So to recap, Pulling a Plaxico is any totally non-brotastic activity as noted above. I mean come on who shoots themselves in the freakin leg then tries to cover it up? PLAXICO!

NO BRO! the second goes to….
Judge Jackie Glass.

She is the judge in the new OJ Simpson trial. She gets the no bro award because OJ Simpson is the ultimate bro and to put him away is just plain non-bro like behavior.

the MSNBC website changed its report that Simpson could do up to 15 years in prison to 33 year within the space of an hour. How could this happen? you might ask yourself. Its all part of a movement to wipe out broness across this country and that is why Judge Glass gets the second NO BRO! award of the day!
( though it could just be MSNBC’s faulty reporting… but we like to jump to conclusions here)

BROTO of the Day:

Its what Bro’s eat!

You know you’re one of my top bros, bro, because you got my back. And I got yours. You’re my bro. But you went above and beyond the other night, bromaldehyde. You really did. Saving me that seat at the Velvet Revolver show, even though all those other bros were trying to get up front, bro? So clutch.

You are truly a god among bros.

Just when I think you’re as solid as a bro can get, you raise the very definition of brodom to new heights. You’re like a brogle, soaring to the farthest reaches of the atbrosphere. Seriously. If it weren’t for you and your extreme brobility to hook a bro up when it is most croosh, I’d have been stuck in some bitch-ass seat, cramped all in the corner with a bunch of bitch-asses, bro. But you stepped up. You brovercame all obstacles to help a bro out. This is the kind of shit that makes bros for life.

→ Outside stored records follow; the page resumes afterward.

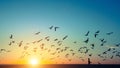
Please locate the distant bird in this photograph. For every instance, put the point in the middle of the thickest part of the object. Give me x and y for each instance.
(65, 37)
(87, 33)
(11, 36)
(101, 40)
(109, 33)
(90, 55)
(92, 46)
(117, 45)
(50, 27)
(25, 47)
(10, 43)
(37, 33)
(111, 57)
(55, 39)
(2, 49)
(89, 62)
(95, 35)
(13, 41)
(20, 43)
(86, 41)
(56, 28)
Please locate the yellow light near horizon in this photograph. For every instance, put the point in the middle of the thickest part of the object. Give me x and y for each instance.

Brody, I was so stoked when you told Gina to go eat a fat one after she asked if she could have your other ticket, even though you knew you could probably get a pretty deese HJ from her. Bros before hos, bro. That’s what I’m talking about.

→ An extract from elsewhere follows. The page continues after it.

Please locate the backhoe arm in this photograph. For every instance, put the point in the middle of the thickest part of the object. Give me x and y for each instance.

You are the king of all bros. Brotankhamen. You are the Ayatollah Bromeini. You are Broseidon, lord of the brocean.

But this is just one of many times you’ve fallen on a grenade for me, brozo. Who took the blame when I broke Skeeter’s bong and fucking Skeeter was all fucking pissed? You, bro. Who was the first to bro up and carry that fucking keg of Killian’s up four flights of stairs for Duke’s surprise party? You, bro. Who was the only Bromo sapien on the planet to tell me he thought the brand-new rims on my F-350 were the shit even though everyone else was all, like, fucking not that excited about them? Bro, you know it was you. You’re my broheim supremo, bro, and don’t you ever forget it.

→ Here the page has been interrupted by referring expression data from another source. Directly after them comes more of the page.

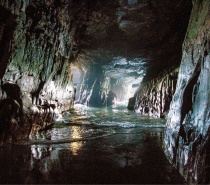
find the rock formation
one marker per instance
(35, 84)
(187, 135)
(154, 97)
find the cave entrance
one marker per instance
(76, 80)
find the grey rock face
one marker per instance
(35, 40)
(153, 98)
(187, 135)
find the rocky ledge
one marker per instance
(35, 78)
(187, 135)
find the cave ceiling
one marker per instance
(145, 35)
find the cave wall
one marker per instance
(187, 135)
(35, 81)
(153, 98)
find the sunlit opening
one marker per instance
(76, 80)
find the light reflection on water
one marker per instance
(92, 145)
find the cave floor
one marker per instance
(98, 146)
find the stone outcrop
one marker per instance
(35, 81)
(187, 135)
(153, 98)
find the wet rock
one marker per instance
(187, 135)
(153, 98)
(34, 66)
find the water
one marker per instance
(96, 146)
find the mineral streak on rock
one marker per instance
(154, 97)
(35, 39)
(187, 135)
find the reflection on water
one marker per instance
(92, 145)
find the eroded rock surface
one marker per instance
(153, 98)
(35, 80)
(187, 135)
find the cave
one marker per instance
(104, 92)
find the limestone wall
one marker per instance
(187, 135)
(35, 81)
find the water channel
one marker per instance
(92, 146)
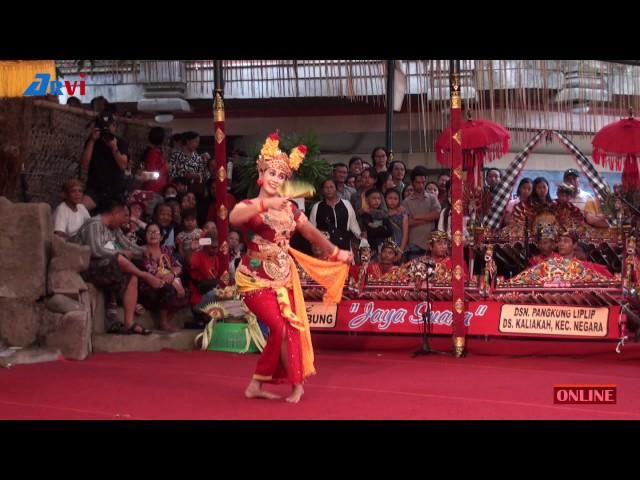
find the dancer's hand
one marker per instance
(277, 203)
(345, 256)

I’m so fucking glad we’re bros, bro!

I’ve long admired your absolute broficiency in all things bro-related, and the way you’ve always carried yourself in a brofessional manner. I consider you a brole model. When I was new in this town, you took me under your wing and showed me the bropes. And I will always preesh that. Not only did you school me in proper brotocol, but you were a spiritual leader, a confidant, and, more importantly, a bro. You taught me how to be true to my inner bro and to bros around me. You are a real bro. Not a fake bro, like those other douches. I hate fake bros, bro. Faux breaux. Fuck that. No, really, bro…you’re practically a bro-ther to me.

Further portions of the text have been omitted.